The case originated in August, 2022, with plaintiffs Tactical Machining, LLC, and FPC (Firearms Policy Coalition), represented by the FPC Action Foundation and Mountain States Legal Foundation. Since then, several intervenor plaintiffs joined the suit, including Blackhawk Manufacturing Group, Polymer80, and Defense Distributed.
In his decision, Judge O’Connor found that the ATF’s rule was facially invalid based upon the fact that Congress has not given the ATF authority to create such rules or regulations. He granted a motion for summary judgment and vacated the entire rule nation-wide.
“This case presents the question of whether the federal government may lawfully regulate partially manufactured firearm components, related firearm products, and other tools and materials in keeping with the Gun Control Act of 1968,” wrote Federal District Court Judge Reed O’Connor in his Order.

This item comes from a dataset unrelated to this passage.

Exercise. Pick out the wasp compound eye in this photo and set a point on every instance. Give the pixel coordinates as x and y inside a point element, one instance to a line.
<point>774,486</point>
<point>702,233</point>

Continuing, he wrote, “Because the Court concludes that the government cannot regulate those items without violating federal law, the Court holds that the government’s recently enacted Final Rule, Definition of “Frame or Receiver” and Identification of Firearms, is unlawful agency action taken in excess of the ATF’s statutory jurisdiction. On this basis, the Court vacates the Final Rule.”
Judge O’Connor’s decision did not address the constitutionality of the rule, but rather the legality of the rule based upon the Gun Control Act’s own stipulations.
In a concise, yet poignant analysis, Judge O’Connor points out the ATF’s ridiculous position:
As the Court previously explained, the issue in this case is whether ATF may properly regulate a component as a “frame or receiver” even after ATF determines that the component in question is not a frame or receiver. It may not. Logic dictates that a part cannot be both a receiver and receiver at the same time. Defendants’ reliance on that logical contradiction is fatal to their argument.”
It’s fully expected that the ATF will appeal the decision to the Fifth Circuit Court of Appeals.